SHAPIRO: Was anyone removed for terrorism offenses under this program?

CHISHTI: Well, you know, the - one of the problems of the NSEERS program is that they lacked transparency, so we don't really know. The government never released any numbers or information on that account. There was a New York Times story at that time which concluded about 11 people were found to be of interest to the government but not knowing what that meant in terms of what kind of information we had on those people and what level of terrorist activity they were involved in.

SHAPIRO: So given the limited information that we have, how do you weigh the relative costs and benefits of the program?

CHISHTI: Well, I mean, there was an Office of Inspector General of the DHS which, in 2012, did an extensive report and found that this was largely ineffective, both in terms of the nature of the database, which was really not very credible, and the yields in terms of national security interest. And it cost about $10 million a year. And the inspector general's conclusion was that it would have been better to spend that money on real targets based on real information about security threats as against broadly interrogating people just on the basis of their national origin.

SHAPIRO: One of the people who helped implement this program in the Bush Justice Department, Kris Kobach, is now advising the Trump transition team on immigration issues. He was actually photographed with Trump this week holding a document that called for reintroducing the program. How do you think a 2017 version of this program might look different from what we saw during the Bush years?

CHISHTI: The issue with reinstation (ph) of this program is that how does one create a Muslim registry if that's the intent of the administration? Because we have no way of knowing, even if we want to, who is a Muslim and who's not a Muslim. The best proxies we can make are people born in certain countries of the world or, as the president-elect during the campaign pointed out, that we are looking at countries which are prone to terrorism.

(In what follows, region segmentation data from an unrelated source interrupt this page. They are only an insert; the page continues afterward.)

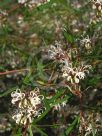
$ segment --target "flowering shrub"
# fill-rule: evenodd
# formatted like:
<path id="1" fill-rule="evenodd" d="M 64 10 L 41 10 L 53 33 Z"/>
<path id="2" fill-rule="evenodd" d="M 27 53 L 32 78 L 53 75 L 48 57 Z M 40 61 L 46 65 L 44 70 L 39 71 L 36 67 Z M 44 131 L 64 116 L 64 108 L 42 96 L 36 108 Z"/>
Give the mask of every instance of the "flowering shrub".
<path id="1" fill-rule="evenodd" d="M 44 96 L 39 93 L 38 88 L 25 93 L 17 89 L 11 93 L 12 104 L 17 105 L 18 108 L 12 117 L 17 124 L 26 125 L 32 122 L 33 117 L 40 116 Z"/>
<path id="2" fill-rule="evenodd" d="M 101 22 L 101 0 L 0 2 L 0 135 L 101 136 Z"/>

And today, you will say this is ISIS' presence, but ISIS is now, in one form of the present, in a lot more countries of the world, including many countries in Europe. So how do you have a registry program which includes all those countries? One of the justification for that choice would be - could be really determined by the administration and, frankly, they would have a lot of leeway in deciding what the group is.

SHAPIRO: Muzaffar Chishti directs the Migration Policy Institute's office at NYU School of Law. Thank you for joining us.

CHISHTI: Thank you so much for having me.